I was anxious about my first talk at a conference. It did help that I was scheduled to be the second speaker in the morning; that is when you are fresh with all the caffeine running through your system. I thought my talk went well, thanks to the many practice sessions my advisor and other people in my lab coerced me into doing! I talked to a few meta-clustering researchers here and they seemed to buy/appreciate our idea of a new spatially-aware metric and consensus procedure that we proposed in our paper.
There were a couple of other interesting talks in the clustering session today. Geng Li introduced a new method called ABACUS to mine arbitrarily shaped clusters in the data. They essentially collapse points till a spine of each cluster emerges. After this since they only have to deal with a smaller set of points, their technique is scalable and can work with large datasets. And yeah, as expected the Swiss roll dataset popped out!
Claudia Plant talked about a new approach to robust correlation clustering called SONAR. Her technique works in 3 steps: collect signals by probing the data with different primitive clusters, extract response patterns, and identify true clusters with techniques like Minimum Description Length. It was a nice talk and I made a mental note to read this paper more carefully.
Next up was the best student paper talk by Pu Wang on Nonparametric Bayesian Co-clustering Ensembles. This is the most recent work in a series of clustering ensembles papers of Wang, Domeniconi and Laskey. This paper tries to address the issues of clustering bias, parameter setting and curse of dimensionality through clustering ensembles and co-clustering. This line of research looks interesting, at least with the types of issues that they are trying to solve.

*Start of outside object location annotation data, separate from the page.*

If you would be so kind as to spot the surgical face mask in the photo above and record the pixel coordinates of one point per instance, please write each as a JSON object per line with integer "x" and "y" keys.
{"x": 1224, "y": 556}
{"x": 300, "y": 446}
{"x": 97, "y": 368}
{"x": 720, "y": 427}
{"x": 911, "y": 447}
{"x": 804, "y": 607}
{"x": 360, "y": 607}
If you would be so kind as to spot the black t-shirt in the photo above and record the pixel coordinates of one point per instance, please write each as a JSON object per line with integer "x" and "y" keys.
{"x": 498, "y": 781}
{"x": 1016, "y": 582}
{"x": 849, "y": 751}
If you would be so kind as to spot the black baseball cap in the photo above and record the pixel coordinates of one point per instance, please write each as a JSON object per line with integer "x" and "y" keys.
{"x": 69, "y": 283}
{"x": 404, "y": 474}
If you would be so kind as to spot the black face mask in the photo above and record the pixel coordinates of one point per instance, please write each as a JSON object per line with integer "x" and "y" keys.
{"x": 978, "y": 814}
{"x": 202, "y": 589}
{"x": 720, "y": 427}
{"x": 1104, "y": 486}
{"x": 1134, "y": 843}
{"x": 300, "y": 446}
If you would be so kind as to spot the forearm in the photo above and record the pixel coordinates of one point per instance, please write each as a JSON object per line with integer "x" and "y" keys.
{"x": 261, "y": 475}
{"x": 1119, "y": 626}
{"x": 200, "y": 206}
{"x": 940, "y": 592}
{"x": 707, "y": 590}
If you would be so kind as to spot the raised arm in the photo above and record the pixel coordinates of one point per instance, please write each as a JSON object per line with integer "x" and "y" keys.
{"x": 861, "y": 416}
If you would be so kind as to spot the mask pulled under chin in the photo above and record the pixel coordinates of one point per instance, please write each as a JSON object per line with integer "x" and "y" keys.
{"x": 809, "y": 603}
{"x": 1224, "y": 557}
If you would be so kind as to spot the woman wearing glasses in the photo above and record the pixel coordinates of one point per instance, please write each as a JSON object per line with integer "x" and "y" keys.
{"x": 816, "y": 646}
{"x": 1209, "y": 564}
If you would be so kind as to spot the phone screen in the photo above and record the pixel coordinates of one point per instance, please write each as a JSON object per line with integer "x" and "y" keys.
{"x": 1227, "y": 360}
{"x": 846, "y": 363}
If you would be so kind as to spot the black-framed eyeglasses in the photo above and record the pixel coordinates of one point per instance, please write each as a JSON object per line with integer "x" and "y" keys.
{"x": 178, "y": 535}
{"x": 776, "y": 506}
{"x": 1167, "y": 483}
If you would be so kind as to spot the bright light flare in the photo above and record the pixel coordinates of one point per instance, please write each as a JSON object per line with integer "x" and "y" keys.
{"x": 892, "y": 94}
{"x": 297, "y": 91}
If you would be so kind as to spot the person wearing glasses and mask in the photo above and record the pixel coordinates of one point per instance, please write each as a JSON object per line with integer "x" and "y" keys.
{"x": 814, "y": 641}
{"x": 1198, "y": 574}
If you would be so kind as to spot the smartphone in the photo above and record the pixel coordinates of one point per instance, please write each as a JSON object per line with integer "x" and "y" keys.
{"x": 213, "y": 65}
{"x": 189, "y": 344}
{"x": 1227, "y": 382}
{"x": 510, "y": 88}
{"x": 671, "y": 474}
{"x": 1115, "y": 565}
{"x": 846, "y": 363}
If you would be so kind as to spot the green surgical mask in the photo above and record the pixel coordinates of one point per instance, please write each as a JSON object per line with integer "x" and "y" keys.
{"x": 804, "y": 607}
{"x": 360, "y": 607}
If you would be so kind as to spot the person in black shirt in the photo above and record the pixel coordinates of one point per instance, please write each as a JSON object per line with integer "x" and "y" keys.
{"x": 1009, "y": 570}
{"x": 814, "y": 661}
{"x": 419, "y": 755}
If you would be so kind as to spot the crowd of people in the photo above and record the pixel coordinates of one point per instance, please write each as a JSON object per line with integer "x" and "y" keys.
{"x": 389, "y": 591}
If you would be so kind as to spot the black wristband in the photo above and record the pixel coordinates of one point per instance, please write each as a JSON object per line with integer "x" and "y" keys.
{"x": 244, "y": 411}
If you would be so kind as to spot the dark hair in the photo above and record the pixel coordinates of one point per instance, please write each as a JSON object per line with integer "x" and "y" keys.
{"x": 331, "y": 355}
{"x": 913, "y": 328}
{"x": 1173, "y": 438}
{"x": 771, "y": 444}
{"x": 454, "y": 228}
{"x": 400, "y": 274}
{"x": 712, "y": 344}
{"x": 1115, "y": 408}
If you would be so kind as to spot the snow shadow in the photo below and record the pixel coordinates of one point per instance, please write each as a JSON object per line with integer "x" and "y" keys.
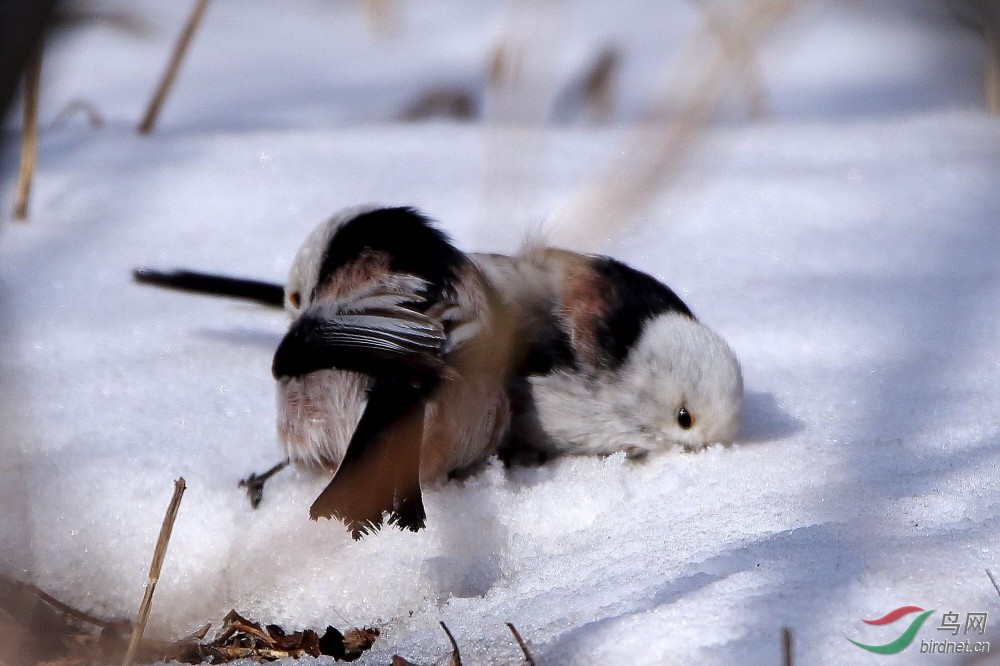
{"x": 763, "y": 420}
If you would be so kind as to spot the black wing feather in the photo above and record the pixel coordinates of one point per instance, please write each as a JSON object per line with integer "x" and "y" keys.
{"x": 385, "y": 340}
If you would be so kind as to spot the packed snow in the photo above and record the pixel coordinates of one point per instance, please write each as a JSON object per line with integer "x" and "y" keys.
{"x": 846, "y": 246}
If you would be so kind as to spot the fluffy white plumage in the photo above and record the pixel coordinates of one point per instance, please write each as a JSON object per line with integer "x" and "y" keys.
{"x": 677, "y": 362}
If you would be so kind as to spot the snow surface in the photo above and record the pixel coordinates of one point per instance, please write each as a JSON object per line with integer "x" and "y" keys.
{"x": 847, "y": 248}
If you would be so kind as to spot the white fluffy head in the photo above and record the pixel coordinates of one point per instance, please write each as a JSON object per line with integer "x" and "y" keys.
{"x": 304, "y": 274}
{"x": 682, "y": 384}
{"x": 676, "y": 363}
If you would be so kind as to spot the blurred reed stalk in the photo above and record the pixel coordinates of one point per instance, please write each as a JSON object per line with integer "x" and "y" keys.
{"x": 170, "y": 74}
{"x": 29, "y": 136}
{"x": 992, "y": 71}
{"x": 657, "y": 150}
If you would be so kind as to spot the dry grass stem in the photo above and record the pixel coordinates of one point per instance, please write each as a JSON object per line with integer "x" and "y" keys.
{"x": 992, "y": 71}
{"x": 176, "y": 58}
{"x": 82, "y": 106}
{"x": 29, "y": 138}
{"x": 524, "y": 648}
{"x": 658, "y": 148}
{"x": 786, "y": 646}
{"x": 456, "y": 657}
{"x": 154, "y": 570}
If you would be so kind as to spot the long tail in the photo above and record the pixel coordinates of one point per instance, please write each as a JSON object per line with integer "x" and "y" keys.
{"x": 270, "y": 294}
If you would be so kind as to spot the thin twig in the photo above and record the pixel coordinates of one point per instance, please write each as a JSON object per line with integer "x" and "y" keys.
{"x": 520, "y": 641}
{"x": 993, "y": 580}
{"x": 154, "y": 570}
{"x": 29, "y": 139}
{"x": 68, "y": 610}
{"x": 456, "y": 657}
{"x": 180, "y": 48}
{"x": 92, "y": 114}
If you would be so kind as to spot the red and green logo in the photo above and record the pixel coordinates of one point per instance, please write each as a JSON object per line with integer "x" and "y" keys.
{"x": 905, "y": 638}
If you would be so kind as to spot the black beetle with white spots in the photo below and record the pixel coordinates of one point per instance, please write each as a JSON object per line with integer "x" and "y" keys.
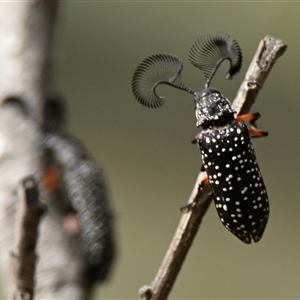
{"x": 225, "y": 143}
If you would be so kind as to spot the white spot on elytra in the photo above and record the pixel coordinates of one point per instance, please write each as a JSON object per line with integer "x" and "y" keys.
{"x": 244, "y": 190}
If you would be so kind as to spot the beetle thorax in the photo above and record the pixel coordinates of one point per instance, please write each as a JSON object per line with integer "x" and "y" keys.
{"x": 212, "y": 108}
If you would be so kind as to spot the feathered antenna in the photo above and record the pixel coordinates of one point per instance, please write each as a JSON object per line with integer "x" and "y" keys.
{"x": 154, "y": 70}
{"x": 211, "y": 49}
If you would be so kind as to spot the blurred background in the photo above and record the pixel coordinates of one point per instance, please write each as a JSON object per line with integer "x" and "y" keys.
{"x": 147, "y": 155}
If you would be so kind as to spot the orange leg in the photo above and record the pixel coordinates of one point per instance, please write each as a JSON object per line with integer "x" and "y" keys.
{"x": 252, "y": 117}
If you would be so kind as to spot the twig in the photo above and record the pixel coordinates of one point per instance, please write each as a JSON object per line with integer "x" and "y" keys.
{"x": 266, "y": 55}
{"x": 23, "y": 256}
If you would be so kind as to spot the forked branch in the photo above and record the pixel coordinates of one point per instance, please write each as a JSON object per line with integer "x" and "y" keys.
{"x": 269, "y": 50}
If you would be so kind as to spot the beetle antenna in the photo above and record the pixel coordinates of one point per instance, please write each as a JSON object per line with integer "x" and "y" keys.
{"x": 210, "y": 50}
{"x": 152, "y": 71}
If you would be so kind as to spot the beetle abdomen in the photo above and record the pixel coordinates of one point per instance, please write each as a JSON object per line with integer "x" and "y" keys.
{"x": 239, "y": 191}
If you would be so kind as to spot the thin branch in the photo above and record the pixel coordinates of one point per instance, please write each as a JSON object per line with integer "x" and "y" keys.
{"x": 266, "y": 55}
{"x": 23, "y": 257}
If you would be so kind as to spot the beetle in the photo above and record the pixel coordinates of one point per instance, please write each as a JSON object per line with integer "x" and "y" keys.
{"x": 228, "y": 156}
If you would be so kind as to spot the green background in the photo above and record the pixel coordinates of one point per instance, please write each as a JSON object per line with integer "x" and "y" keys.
{"x": 147, "y": 154}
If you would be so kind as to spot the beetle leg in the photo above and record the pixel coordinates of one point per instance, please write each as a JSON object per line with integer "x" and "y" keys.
{"x": 186, "y": 208}
{"x": 195, "y": 140}
{"x": 253, "y": 130}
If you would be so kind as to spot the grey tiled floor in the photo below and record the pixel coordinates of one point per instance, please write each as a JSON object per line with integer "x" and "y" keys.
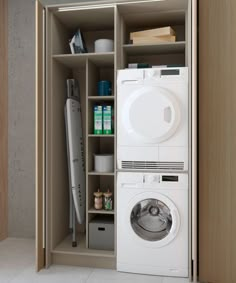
{"x": 17, "y": 266}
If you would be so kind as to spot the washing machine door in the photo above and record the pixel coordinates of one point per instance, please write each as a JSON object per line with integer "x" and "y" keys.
{"x": 151, "y": 114}
{"x": 153, "y": 219}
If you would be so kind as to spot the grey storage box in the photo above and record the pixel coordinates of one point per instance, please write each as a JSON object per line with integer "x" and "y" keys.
{"x": 101, "y": 233}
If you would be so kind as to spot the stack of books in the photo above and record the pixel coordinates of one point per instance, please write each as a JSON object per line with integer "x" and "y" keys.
{"x": 153, "y": 36}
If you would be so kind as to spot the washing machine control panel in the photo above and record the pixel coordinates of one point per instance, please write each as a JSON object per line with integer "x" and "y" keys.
{"x": 154, "y": 178}
{"x": 150, "y": 179}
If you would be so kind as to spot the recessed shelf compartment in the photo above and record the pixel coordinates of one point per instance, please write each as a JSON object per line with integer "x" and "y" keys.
{"x": 101, "y": 136}
{"x": 101, "y": 174}
{"x": 79, "y": 60}
{"x": 92, "y": 210}
{"x": 99, "y": 145}
{"x": 65, "y": 247}
{"x": 103, "y": 183}
{"x": 101, "y": 98}
{"x": 153, "y": 49}
{"x": 92, "y": 23}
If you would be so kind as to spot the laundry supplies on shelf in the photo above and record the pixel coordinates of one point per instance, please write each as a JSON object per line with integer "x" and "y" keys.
{"x": 97, "y": 119}
{"x": 103, "y": 119}
{"x": 104, "y": 163}
{"x": 107, "y": 111}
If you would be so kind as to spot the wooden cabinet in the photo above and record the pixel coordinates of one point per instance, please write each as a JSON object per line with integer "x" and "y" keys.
{"x": 3, "y": 121}
{"x": 55, "y": 26}
{"x": 217, "y": 140}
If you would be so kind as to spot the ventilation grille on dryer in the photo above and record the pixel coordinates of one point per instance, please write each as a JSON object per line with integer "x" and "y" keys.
{"x": 152, "y": 165}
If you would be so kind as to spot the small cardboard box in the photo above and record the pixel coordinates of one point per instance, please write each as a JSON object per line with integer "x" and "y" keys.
{"x": 101, "y": 233}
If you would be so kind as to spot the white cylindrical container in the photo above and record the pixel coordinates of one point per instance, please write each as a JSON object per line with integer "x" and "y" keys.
{"x": 103, "y": 45}
{"x": 104, "y": 163}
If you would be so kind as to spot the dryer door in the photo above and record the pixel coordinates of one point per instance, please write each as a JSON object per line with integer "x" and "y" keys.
{"x": 153, "y": 219}
{"x": 151, "y": 114}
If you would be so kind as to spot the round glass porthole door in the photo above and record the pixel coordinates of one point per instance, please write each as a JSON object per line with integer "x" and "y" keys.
{"x": 151, "y": 114}
{"x": 151, "y": 220}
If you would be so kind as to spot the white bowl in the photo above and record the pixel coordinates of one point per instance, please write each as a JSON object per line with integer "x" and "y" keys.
{"x": 103, "y": 45}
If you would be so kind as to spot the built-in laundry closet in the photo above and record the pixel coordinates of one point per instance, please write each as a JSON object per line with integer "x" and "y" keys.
{"x": 55, "y": 25}
{"x": 216, "y": 129}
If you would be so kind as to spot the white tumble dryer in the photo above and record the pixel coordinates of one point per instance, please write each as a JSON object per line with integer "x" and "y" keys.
{"x": 152, "y": 223}
{"x": 152, "y": 119}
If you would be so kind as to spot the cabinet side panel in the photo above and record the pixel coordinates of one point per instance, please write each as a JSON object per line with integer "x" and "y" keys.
{"x": 3, "y": 120}
{"x": 216, "y": 118}
{"x": 39, "y": 137}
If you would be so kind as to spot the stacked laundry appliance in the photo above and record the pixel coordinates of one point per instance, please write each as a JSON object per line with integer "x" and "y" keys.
{"x": 153, "y": 163}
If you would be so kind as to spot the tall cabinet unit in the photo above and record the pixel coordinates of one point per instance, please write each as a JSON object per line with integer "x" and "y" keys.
{"x": 96, "y": 20}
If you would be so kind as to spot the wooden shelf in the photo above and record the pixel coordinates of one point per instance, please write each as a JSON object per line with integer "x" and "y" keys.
{"x": 101, "y": 136}
{"x": 108, "y": 97}
{"x": 79, "y": 60}
{"x": 65, "y": 247}
{"x": 101, "y": 211}
{"x": 93, "y": 173}
{"x": 152, "y": 49}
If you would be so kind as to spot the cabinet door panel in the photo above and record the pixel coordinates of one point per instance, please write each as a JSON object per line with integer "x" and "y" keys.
{"x": 217, "y": 141}
{"x": 3, "y": 120}
{"x": 40, "y": 150}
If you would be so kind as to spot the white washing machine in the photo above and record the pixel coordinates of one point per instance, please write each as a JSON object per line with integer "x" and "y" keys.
{"x": 152, "y": 223}
{"x": 152, "y": 119}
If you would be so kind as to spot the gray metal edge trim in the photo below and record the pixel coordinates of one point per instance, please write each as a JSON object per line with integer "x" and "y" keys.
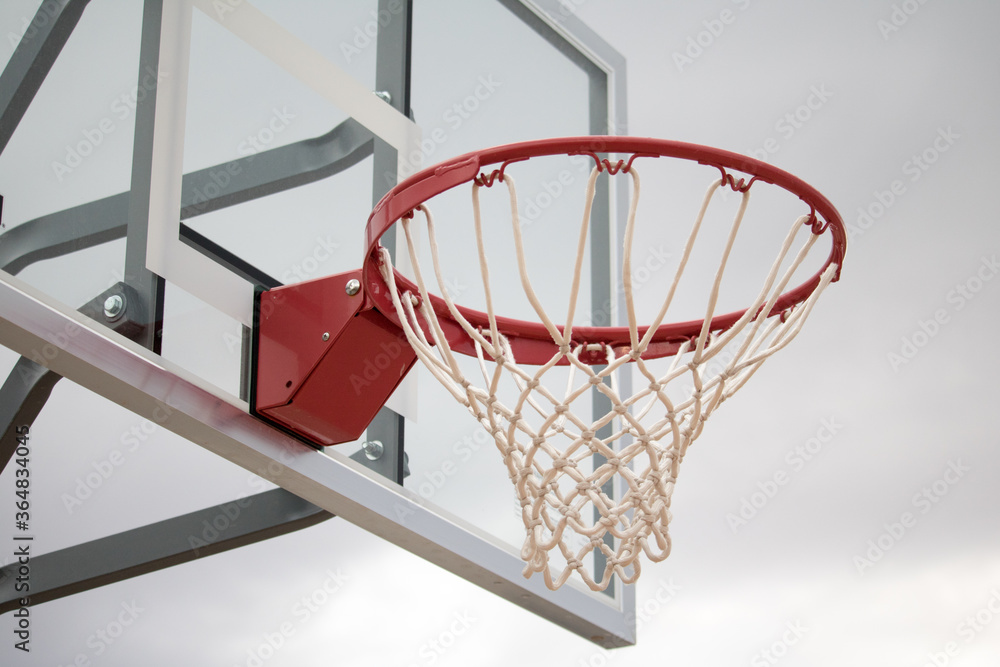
{"x": 35, "y": 326}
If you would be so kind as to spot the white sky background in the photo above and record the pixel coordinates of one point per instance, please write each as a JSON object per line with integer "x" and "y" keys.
{"x": 899, "y": 428}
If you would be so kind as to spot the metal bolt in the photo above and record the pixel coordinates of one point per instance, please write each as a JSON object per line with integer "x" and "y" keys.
{"x": 373, "y": 450}
{"x": 114, "y": 306}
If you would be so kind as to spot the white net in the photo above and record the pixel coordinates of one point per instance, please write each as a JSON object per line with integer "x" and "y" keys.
{"x": 601, "y": 485}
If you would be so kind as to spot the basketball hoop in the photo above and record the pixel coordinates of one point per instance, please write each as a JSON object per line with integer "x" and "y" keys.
{"x": 649, "y": 430}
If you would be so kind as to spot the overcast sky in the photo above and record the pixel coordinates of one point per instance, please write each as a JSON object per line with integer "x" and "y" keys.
{"x": 888, "y": 108}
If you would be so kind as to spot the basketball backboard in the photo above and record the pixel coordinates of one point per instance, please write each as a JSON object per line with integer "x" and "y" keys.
{"x": 163, "y": 162}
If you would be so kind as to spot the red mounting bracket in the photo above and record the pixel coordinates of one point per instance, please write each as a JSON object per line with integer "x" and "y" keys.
{"x": 327, "y": 360}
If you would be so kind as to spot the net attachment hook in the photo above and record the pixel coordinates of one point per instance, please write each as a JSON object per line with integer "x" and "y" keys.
{"x": 613, "y": 169}
{"x": 742, "y": 185}
{"x": 486, "y": 181}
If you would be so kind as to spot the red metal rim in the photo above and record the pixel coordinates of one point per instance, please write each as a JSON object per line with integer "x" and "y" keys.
{"x": 530, "y": 341}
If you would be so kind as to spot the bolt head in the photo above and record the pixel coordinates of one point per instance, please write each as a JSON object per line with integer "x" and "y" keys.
{"x": 114, "y": 306}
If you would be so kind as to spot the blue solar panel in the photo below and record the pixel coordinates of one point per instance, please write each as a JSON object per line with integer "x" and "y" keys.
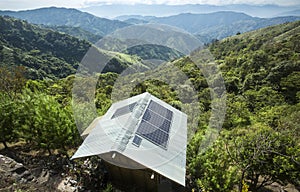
{"x": 153, "y": 134}
{"x": 157, "y": 120}
{"x": 137, "y": 140}
{"x": 155, "y": 124}
{"x": 123, "y": 110}
{"x": 157, "y": 108}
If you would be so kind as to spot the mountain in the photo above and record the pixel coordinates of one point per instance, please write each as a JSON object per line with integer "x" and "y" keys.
{"x": 49, "y": 54}
{"x": 68, "y": 17}
{"x": 76, "y": 32}
{"x": 160, "y": 10}
{"x": 266, "y": 57}
{"x": 45, "y": 53}
{"x": 220, "y": 25}
{"x": 291, "y": 13}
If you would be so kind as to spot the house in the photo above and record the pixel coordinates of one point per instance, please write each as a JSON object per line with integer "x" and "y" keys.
{"x": 143, "y": 142}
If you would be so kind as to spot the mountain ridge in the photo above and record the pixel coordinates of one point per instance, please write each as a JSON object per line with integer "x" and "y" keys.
{"x": 68, "y": 16}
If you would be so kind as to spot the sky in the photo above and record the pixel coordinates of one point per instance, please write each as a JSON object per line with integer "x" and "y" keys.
{"x": 33, "y": 4}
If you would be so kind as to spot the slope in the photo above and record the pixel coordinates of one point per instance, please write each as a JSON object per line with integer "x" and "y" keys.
{"x": 46, "y": 53}
{"x": 220, "y": 25}
{"x": 68, "y": 17}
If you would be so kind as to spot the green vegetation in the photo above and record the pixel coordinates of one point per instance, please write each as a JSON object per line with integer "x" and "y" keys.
{"x": 76, "y": 32}
{"x": 259, "y": 143}
{"x": 68, "y": 17}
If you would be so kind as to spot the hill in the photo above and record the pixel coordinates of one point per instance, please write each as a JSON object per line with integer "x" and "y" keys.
{"x": 68, "y": 17}
{"x": 161, "y": 10}
{"x": 220, "y": 25}
{"x": 266, "y": 57}
{"x": 262, "y": 78}
{"x": 76, "y": 32}
{"x": 46, "y": 53}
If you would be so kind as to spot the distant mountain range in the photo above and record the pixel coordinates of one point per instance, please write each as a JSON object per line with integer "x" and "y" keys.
{"x": 115, "y": 10}
{"x": 69, "y": 17}
{"x": 206, "y": 26}
{"x": 210, "y": 26}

Later at lunch, I met a few data mining people interested in general meta aspects of clustering like subspace clustering, generating alternate clusterings and computing consensus solutions. Thomas Seidl, Stephan Günnemann and Ines Färber from RWTH Aachen University and Emmanuel Müller, who is currently at Karlsruhe Institute of Technology are talking at a tutorial session tomorrow, on "Discovering Multiple Clustering Solutions". We had a very interesting conversation about the challenges that researchers who ask these meta questions about clustering including my favorite "How do we obtain/generate data that will admit multiple good partitions?". These folks are also organizing the second workshop on Multiclust in conjunction with ECML-PKDD at Athens. The first MultiClust workshop happened at KDD last year. So, let's get down to "Clustering the clusters in the clusterings!".